A key focus of my work is to explore how art can open up new realms of thinking which consider the body as a contested site of knowledge. This process enables an aesthetic space to reveal representational frameworks and explore ethical presence through the temporality and materiality of the image. My work attempts to engage the viewer-witness with realities of visual subjectivity by developing themes which focus on traumatic images, event, monumentality and alterity through the unconscious dimensions of the image.
This practice-based research considers how disciplines such as art, medicine, film and AI all employ assumptions about what counts as an authentic representation of a sick body. A key feature of these perspectives is a focus on vision in a way that ‘objectively’ represents subjective narrative. To what extent can something as close to home as embodied pain become image and in the case of medical imaging, an image-script that then comes to precede the patient and their lived experience? How can pain be articulated by a computational algorithm which promises to reveal secrets of one’s own body?

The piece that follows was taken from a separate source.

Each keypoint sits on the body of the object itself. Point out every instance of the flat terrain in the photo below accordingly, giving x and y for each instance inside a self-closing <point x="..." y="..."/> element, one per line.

As a storyteller working in film, the focus of this research is this image-script and what the scanner - mediated as camera apparatus - gives forth. Medical imaging sets out to digitally ‘flay’ the human, troubling that crucial boundary of selfhood. What constitutes a picture of health in an age of machine learning depends on a ‘penetrating’ gaze that is highly coded, and functions across the territory of the patient and the cultural field. I am investigating how the scientific image becomes a source of authority - with wider implications on the experience of the neoliberal, cultural body - while the experience of the scanner offers a stage for the projection of fantasies and desires. The research de-territorialises the medical image to explore the aesthetic and political implications of scanning the pained, vulnerable body on contemporary image-making, and on questions of myth-making and biopolitical reality.